Chapter 4 addresses the simulation of incompressible fluid flows with outflow boundary conditions. We introduce appropriate boundary conditions to properly handle outflow regions and develop unconditionally energy-stable numerical schemes. These schemes are based on a velocity-correction approach to decouple the velocity and pressure fields in the Navier–Stokes equations and incorporate the scalar auxiliary variable (SAV) method to ensure unconditional energy stability. Rigorous proofs of discrete energy stability are pro- vided, and comprehensive numerical experiments are conducted to validate the performance of the proposed methods in comparison with existing approaches.

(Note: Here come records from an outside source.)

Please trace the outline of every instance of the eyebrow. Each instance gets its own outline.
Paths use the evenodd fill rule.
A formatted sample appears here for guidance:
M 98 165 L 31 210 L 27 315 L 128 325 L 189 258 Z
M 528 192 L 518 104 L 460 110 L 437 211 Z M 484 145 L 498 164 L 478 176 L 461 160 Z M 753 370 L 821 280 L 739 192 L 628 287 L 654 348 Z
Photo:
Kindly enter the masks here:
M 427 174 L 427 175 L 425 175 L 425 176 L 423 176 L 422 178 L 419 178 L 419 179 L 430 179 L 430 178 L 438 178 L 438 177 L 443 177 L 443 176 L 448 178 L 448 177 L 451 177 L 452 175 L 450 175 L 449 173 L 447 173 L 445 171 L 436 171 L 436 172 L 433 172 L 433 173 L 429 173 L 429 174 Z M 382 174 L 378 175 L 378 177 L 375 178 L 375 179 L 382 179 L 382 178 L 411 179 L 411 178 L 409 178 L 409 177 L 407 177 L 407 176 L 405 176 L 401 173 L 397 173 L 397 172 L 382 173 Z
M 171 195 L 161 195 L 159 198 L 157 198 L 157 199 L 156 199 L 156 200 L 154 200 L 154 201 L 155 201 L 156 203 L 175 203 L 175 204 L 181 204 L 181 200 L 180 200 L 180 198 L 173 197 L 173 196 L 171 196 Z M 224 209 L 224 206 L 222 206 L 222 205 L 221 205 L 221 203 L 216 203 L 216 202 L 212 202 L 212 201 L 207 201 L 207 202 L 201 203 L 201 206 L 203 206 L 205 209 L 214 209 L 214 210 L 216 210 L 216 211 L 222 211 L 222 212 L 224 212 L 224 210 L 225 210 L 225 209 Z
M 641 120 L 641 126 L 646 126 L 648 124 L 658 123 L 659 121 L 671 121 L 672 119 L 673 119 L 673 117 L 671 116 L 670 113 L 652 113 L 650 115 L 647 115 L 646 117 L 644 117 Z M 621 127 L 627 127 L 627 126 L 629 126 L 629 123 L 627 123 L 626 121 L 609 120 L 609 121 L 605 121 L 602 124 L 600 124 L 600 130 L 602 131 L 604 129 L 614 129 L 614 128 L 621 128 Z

In Chapter 5, we introduce a novel numerical framework called Functionally Connected Elements (FCE) for solving boundary and initial value problems. This approach constructs general piecewise-defined functions over partitioned domains that satisfy intrinsic C0 and C1 continuity across subdomain interfaces. We further combine the FCE framework with a least squares collocation method to solve a range of linear and nonlinear problems in one and two dimensions. Numerical results are presented to illustrate the accuracy and versatility of the proposed method.

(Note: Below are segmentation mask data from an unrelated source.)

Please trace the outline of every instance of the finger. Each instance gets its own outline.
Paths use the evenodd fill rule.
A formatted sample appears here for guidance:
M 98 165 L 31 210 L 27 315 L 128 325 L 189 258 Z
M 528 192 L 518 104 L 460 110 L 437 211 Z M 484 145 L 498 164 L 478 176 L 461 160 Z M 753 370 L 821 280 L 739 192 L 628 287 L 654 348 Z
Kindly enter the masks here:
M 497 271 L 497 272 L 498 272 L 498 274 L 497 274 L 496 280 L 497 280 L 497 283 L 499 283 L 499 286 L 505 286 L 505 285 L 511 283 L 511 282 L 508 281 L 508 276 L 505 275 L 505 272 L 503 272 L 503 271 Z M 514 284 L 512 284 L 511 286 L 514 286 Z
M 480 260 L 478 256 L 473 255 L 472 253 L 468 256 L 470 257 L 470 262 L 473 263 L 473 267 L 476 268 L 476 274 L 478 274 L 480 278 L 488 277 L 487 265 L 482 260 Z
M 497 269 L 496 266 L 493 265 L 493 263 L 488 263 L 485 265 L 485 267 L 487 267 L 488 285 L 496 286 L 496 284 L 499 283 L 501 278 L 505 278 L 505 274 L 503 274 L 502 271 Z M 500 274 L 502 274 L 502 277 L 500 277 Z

Chapter 6 explores two new neural network-based frameworks for solving PDEs. The first framework is based on Extreme Learning Machines (ELM), for which we propose a novel parameter estimation technique. Numerical experiments show that this approach outperforms traditional methods in both accuracy and efficiency. The second framework, termed the Discontinuous Galerkin Neural Network (DGNN) method, introduces a neural network formulation capable of approximating functions with discontinuities. By coupling this formulation with a collocation-based least-squares method, we develop an efficient solver for hyperbolicconservation laws. Numerical results demonstrate that the DGNN method effectively captures discontinuous features in the solution.